I was so into recording here, like "Tillerman" took four months to get the whole thing together, and there was television in between and France, and we weren't sure how much we wanted to do. And anyway over here there seems to be a real shortage of clubs say of the type of The Troubadour. It wasn't only the dates that did it in America for "Tillerman". They got onto the lyrics very strongly and they have James Taylor which is similar except that I still get the feeling he's very insulated within himself, he hasn't opened up THAT much. But I had no reason to hold back, no inhibitions on the record and I think they see that and I think they like the hot and cold of it, too, the change of level. It's a shame because I LOVE England so much. This is the place I'm going to live for a long time.

CHARACTER

Last time we talked you said your music now was being influenced by Greek music, do you think it's apparent on the next album?

Not obviously. It's sneaking in bit by bit. I think really it's always been there, it's just that people haven't realised it. They've always thought the music was different, but they couldn’t quite put their finger on it. The timing is strange on my music - which is something that's always existed. Looking back, I was brought up with Greek music. The only time we all went out together as a family was to weddings and parties or friends and it was all the Greek music thing. I see a lot of the Greek character in myself though only my father is Greek. My mother's Swedish. I can also see that sneakiness every so often coming out in me.

INTEREST

Do you think your general attitude, not just musical has changed since the first time you were successful?

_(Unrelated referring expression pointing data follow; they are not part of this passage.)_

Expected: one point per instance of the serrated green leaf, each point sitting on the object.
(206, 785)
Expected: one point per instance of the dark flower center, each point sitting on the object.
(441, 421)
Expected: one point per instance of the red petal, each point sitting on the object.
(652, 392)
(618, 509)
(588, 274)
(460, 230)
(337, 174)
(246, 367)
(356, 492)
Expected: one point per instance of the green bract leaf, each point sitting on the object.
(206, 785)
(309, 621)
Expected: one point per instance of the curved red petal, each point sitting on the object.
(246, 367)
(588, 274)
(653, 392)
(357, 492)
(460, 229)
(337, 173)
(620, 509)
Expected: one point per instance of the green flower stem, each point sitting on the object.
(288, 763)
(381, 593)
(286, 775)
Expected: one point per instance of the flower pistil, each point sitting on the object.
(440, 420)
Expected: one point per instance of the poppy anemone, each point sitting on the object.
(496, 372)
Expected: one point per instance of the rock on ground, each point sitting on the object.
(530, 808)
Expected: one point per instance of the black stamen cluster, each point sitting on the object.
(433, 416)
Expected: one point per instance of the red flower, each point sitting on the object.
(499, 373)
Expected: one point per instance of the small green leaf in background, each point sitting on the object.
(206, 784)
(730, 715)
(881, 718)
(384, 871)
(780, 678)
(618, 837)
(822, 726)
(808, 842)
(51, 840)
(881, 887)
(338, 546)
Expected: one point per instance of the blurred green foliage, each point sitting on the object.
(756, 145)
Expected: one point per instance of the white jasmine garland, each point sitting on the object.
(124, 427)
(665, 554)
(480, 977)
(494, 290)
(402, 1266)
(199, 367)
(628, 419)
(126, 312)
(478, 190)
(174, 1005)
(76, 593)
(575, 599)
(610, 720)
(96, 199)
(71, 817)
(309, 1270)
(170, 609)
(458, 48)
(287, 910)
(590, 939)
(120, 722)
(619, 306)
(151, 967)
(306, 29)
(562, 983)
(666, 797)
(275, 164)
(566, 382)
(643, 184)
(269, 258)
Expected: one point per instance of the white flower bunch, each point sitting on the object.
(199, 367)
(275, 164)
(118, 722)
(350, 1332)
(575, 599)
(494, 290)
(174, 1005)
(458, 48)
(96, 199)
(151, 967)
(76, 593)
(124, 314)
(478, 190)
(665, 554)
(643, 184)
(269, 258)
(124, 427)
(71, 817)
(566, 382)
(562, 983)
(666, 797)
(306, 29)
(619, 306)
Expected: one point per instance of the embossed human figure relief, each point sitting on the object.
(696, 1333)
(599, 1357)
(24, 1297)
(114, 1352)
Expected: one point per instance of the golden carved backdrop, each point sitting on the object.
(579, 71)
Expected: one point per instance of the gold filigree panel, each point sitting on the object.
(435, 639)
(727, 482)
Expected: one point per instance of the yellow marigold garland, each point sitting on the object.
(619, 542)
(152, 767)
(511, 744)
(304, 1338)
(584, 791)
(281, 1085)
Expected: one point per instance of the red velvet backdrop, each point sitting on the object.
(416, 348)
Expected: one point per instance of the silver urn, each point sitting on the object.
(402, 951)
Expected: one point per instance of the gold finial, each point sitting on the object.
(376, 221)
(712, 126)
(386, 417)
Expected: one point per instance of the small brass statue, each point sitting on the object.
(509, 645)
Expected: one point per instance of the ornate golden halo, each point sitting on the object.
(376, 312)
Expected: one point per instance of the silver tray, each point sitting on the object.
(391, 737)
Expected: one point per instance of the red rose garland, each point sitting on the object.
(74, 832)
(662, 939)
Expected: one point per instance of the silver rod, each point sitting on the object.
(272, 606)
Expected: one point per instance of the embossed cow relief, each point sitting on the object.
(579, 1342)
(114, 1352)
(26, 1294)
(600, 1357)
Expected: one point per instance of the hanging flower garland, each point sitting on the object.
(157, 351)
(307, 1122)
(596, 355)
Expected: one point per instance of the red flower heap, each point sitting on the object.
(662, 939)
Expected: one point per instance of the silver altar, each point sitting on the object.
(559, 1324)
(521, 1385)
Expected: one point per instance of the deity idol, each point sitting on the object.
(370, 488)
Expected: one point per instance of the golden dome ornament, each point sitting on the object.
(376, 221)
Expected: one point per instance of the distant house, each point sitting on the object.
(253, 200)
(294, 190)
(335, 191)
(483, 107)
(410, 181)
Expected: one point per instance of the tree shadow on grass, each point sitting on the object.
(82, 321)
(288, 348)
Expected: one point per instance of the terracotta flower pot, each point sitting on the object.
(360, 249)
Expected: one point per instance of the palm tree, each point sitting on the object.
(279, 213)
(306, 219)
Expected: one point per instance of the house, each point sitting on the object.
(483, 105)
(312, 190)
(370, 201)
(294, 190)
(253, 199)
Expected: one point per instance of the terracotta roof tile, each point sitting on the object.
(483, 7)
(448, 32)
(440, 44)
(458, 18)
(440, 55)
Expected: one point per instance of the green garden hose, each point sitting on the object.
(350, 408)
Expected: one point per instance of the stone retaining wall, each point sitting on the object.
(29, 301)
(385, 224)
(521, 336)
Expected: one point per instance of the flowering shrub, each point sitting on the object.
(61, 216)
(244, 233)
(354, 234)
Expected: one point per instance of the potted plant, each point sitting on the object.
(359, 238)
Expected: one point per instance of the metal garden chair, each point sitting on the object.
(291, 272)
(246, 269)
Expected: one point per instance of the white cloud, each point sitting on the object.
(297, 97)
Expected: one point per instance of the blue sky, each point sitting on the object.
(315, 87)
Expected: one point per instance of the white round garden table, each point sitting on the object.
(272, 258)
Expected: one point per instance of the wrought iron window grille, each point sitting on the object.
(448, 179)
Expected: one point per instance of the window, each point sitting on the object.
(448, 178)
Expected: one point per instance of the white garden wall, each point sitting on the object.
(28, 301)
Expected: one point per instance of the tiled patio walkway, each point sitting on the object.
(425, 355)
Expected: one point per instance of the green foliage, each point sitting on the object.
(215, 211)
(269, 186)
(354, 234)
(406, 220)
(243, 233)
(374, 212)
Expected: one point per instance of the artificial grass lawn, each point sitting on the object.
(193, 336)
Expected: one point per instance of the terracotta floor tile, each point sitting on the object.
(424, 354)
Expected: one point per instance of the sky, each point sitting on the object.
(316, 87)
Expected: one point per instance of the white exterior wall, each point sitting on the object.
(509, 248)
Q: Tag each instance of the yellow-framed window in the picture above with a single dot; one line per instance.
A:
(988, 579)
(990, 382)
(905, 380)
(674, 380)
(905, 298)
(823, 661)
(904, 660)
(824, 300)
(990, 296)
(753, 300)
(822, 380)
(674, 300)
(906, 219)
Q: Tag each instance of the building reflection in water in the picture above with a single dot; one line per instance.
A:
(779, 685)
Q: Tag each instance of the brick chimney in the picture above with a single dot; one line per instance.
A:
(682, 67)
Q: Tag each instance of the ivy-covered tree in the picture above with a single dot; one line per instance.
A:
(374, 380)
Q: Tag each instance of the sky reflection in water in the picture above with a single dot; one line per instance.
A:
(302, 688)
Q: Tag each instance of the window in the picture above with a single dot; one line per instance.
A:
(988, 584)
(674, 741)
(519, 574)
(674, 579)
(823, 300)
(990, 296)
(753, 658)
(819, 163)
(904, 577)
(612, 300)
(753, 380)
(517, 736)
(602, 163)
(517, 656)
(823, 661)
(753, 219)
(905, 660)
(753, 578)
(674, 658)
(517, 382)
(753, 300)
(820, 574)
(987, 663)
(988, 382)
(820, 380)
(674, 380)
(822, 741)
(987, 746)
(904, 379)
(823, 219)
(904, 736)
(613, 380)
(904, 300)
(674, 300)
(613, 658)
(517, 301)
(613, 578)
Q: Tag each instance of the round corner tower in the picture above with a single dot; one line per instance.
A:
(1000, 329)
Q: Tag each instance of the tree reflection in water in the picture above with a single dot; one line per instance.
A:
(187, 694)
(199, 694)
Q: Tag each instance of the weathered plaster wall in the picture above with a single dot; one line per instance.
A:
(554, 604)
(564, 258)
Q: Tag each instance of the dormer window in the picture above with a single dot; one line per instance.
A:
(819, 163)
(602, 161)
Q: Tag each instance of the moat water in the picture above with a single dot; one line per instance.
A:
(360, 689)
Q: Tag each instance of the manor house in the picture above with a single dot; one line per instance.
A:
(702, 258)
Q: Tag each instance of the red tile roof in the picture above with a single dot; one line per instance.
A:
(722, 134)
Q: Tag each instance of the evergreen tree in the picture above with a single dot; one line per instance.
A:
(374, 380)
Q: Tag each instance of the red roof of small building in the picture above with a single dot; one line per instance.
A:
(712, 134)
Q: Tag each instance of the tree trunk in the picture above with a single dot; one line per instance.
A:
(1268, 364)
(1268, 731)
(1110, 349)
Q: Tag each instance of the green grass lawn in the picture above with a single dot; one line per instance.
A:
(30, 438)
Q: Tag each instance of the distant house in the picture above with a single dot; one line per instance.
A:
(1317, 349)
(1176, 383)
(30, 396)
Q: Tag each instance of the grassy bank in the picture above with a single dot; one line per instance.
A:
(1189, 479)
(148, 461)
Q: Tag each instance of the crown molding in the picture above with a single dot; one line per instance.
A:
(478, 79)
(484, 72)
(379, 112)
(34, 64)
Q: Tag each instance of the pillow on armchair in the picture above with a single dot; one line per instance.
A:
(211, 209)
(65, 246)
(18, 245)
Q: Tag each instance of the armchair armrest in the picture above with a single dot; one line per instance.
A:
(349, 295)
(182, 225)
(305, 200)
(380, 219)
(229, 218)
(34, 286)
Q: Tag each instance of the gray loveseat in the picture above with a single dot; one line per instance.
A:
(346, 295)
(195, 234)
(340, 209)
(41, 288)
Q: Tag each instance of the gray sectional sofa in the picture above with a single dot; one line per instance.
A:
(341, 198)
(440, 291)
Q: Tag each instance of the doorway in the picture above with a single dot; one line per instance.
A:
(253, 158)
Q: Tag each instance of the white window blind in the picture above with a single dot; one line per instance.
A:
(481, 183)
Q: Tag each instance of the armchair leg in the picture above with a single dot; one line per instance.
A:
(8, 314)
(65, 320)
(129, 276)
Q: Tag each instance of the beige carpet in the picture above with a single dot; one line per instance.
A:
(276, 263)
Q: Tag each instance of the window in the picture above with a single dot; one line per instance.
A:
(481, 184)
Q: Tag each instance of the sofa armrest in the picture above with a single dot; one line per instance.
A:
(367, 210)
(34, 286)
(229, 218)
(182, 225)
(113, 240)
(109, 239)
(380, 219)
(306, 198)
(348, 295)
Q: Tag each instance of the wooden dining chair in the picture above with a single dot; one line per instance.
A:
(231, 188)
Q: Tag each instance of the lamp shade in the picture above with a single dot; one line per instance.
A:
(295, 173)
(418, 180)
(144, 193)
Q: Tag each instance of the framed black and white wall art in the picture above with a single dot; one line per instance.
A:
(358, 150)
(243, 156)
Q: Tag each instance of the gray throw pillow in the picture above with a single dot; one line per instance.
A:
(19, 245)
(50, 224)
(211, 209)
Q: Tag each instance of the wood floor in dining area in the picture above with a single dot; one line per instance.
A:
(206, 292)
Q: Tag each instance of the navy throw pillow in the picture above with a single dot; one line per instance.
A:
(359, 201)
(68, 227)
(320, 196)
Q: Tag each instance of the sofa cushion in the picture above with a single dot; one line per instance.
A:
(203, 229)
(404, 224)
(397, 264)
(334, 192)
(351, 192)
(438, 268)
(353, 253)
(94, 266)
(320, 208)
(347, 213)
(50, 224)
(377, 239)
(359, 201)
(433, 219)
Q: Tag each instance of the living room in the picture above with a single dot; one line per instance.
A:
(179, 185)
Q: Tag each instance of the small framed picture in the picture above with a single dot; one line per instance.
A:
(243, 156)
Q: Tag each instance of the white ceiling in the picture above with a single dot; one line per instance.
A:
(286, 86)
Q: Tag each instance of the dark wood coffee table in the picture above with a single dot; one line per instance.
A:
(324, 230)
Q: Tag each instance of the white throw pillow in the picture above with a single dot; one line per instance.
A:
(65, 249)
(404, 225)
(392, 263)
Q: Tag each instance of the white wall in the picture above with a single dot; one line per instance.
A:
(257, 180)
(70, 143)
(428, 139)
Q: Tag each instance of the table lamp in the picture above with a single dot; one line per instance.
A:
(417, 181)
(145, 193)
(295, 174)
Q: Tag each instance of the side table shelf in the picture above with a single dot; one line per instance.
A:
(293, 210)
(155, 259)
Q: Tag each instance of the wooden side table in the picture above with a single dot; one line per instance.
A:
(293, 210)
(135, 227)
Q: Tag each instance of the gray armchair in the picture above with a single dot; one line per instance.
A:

I used to save money if I could, try and keep everything to a minimum and keep as much as I could for myself. That really spoilt things for me. You just didn't get the feeling that you and the musicians you used were doing everything together. But now if someone's working with me I'll give them really a good thing so they can feel they're doing it for something as well as appreciating it. I don't mind giving percentages away as long as people will have the interest at heart which is really important. I think you can get so hung up with keeping 100 per cent of nothing. Whereas if you have ten per cent of something really big then it's great, you shouldn’t be stingy about it.

ANGRY

It's often been said that your writing particularly is totally reflective of being brought up in London – do you feel that’s true?

I think the city has been a great thing for me – to understand just how a city works. It's just because I'm a city boy. I certainly wouldn't have written the same way if I'd been brought up out of the West End. There was so much colour going on. All those advertisements trying to hit your head off and saying, "Buy me, buy me - take me home". You gradually learn to accept certain things and reject other things. In the country things are so much more simplified. My music has always had the city’s edginess, even the new music I’m writing. I'm always searching for a peaceful goal - the song which takes you up slowly and puts you down slowly. I'm always striving for that song. The same thing goes for relationships. The person I’ll meet will feed me slowly with ideas and I'll do the same and we'll grow together. I’m always searching for that peacefulness that city people dream about. They can't quite figure it out, it's something they can't quite touch. No reason to get angry, no reason to even smile to show you're happy - to just BE.